This production by the Marin Opera, directed by William Lewis and conducted by Hugo Rinaldi, marked the opera's first fully staged performance...

"Plump Jack" is in one act, and runs just under an hour and a half. It has a libretto cobbled together by Getty from the two "Henry IV" plays and a snippet of "Henry V" (unflattering comparisons with Verdi's "Falstaff" are forestalled a little by Getty's decision to avoid "The Merry Wives of Windsor," the main source for that opera).

The composer's notes tell of his plan to differentiate between the worlds of the court and the tavern by setting the tavern scenes to music and leaving the court scenes spoken. With much of the evening thus devoted to straight recitation of Shakespearean lines, the score itself doesn't end up having much impact on the proceedings.

Not that the music has anything particularly important to offer.
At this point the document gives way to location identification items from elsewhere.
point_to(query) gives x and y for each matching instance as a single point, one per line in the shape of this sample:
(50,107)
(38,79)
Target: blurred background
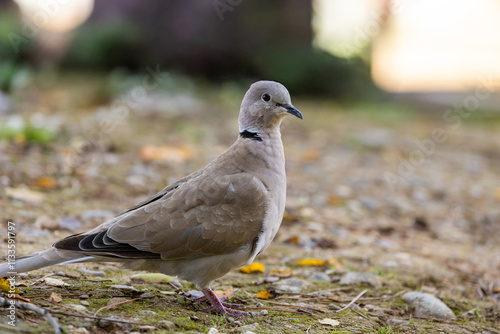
(394,169)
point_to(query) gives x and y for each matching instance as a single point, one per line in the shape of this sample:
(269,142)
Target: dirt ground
(406,193)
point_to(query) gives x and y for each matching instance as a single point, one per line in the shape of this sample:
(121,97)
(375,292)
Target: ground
(407,192)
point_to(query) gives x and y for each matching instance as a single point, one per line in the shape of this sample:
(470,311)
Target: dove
(200,227)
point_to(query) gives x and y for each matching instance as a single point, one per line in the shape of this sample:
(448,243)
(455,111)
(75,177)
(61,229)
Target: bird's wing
(202,216)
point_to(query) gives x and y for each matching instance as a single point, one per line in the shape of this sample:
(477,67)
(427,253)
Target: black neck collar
(250,135)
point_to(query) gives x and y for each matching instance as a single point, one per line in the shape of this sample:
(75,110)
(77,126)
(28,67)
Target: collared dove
(212,221)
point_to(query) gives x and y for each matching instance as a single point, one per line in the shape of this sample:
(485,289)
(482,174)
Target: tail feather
(39,260)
Getty writes in a listlessly conservative idiom, stringing together snatches of melody that cling timidly to the text without attaining a life of their own. The orchestral writing - as far as one could tell from the threadbare playing Friday - is competent but unimaginative. There was little in the score that lingered in the memory five minutes after the curtain came down.

Getty's opera is a work of no particular merit and - appearances to the contrary - no particular ambition. Shakespeare's plays are great enough to withstand any use that can be made of them, whether by great artists or by workaday craftsmen; I think an operatic treatment of Eugene O'Neill by Getty would have been more worrisome. "Plump Jack" may not inspire enthusiasm, but it's too modest and negligible to inspire much outrage either.